Don’t Spin Me Right Round Baby

Wikimotive Spun Roulette
Posted on by Daniel Hinds
Categories: Copywriting Tagged: , , , , , , , , , , , , , ,

In the course of the daily research we do here at Wikimotive, we encounter a lot of the same questions over and over again. The pattern is pretty clear, everyone agrees on a subject and then Google performs another update and suddenly we have to reheat the same old gristle and see if it tastes any better this time around. The latest piece of inedible meat we’ve been encountering is the idea of content spinning. Since the late January Panda update, people seem to think that spinning the content on their blogs for marketing on Facebook or Twitter is a good idea.

It’s not.

We understand the appeal of content spinning. Who wouldn’t want to write a single article, spin it right round (like a record, baby) and then have another version, essentially doubling your unique content? The problem is that when you aren’t blogging for humans, humans can tell. Even the best article spinners read stilted and foreign.
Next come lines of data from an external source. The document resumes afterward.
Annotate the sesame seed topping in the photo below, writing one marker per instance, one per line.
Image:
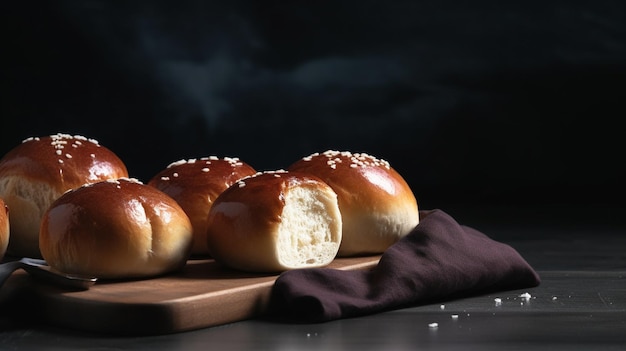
(355, 159)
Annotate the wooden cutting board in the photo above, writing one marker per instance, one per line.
(203, 294)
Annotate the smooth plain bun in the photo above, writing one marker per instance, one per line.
(377, 205)
(275, 221)
(116, 229)
(195, 184)
(39, 170)
(4, 228)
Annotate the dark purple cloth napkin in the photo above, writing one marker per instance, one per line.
(439, 260)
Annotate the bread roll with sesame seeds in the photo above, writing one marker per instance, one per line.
(377, 205)
(195, 184)
(116, 229)
(4, 228)
(39, 170)
(275, 221)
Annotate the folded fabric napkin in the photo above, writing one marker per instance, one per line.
(439, 260)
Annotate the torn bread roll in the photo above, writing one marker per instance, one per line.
(41, 169)
(5, 229)
(195, 184)
(275, 221)
(377, 205)
(116, 229)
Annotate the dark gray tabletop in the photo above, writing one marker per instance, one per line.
(580, 304)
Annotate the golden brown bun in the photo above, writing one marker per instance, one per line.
(39, 170)
(115, 229)
(275, 221)
(195, 184)
(4, 228)
(377, 205)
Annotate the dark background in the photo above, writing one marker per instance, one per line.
(473, 102)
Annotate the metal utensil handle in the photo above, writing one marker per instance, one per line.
(6, 269)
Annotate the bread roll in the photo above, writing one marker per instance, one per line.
(115, 229)
(4, 228)
(377, 205)
(39, 170)
(275, 221)
(195, 184)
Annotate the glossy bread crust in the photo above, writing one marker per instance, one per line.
(4, 228)
(116, 229)
(251, 221)
(195, 184)
(377, 205)
(39, 170)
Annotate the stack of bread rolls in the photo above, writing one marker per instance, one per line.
(71, 201)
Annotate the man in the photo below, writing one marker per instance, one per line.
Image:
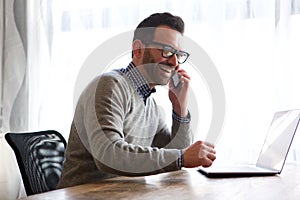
(119, 130)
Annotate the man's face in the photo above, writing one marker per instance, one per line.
(159, 69)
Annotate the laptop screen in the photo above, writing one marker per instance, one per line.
(279, 140)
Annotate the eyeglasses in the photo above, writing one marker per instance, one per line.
(168, 51)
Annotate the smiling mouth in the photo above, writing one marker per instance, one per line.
(165, 69)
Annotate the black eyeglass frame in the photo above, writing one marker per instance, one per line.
(171, 49)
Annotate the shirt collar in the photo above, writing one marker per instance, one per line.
(138, 81)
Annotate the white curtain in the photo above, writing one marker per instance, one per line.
(14, 91)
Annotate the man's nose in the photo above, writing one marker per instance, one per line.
(173, 60)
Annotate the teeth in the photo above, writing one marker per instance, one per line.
(165, 69)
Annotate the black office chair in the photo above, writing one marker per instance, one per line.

As an example, I ran the first paragraph of this blog through a spinner, and this is what I got:

Wikimotive Spun Article
Is that really something you want to associate with your name or your business?

I understand there are article spinners that are better than the one I used in the example, but they aren’t good enough. Even if you don’t care about your audience and you’re just spinning the articles so you have more content for backlinks, it’s STILL not a good idea. Google can tell when an article is spun, even if it’s spun well. You may get away with it for a month, or a year, or however long, but eventually they will find you, and they will penalize you.

I know another common strategy is to use a spinner and then assist it by selecting the best synonyms from lists it generates. This works a lot better and you might even get away with it, but at that point you’re doing so much work, you might as well just write more original content!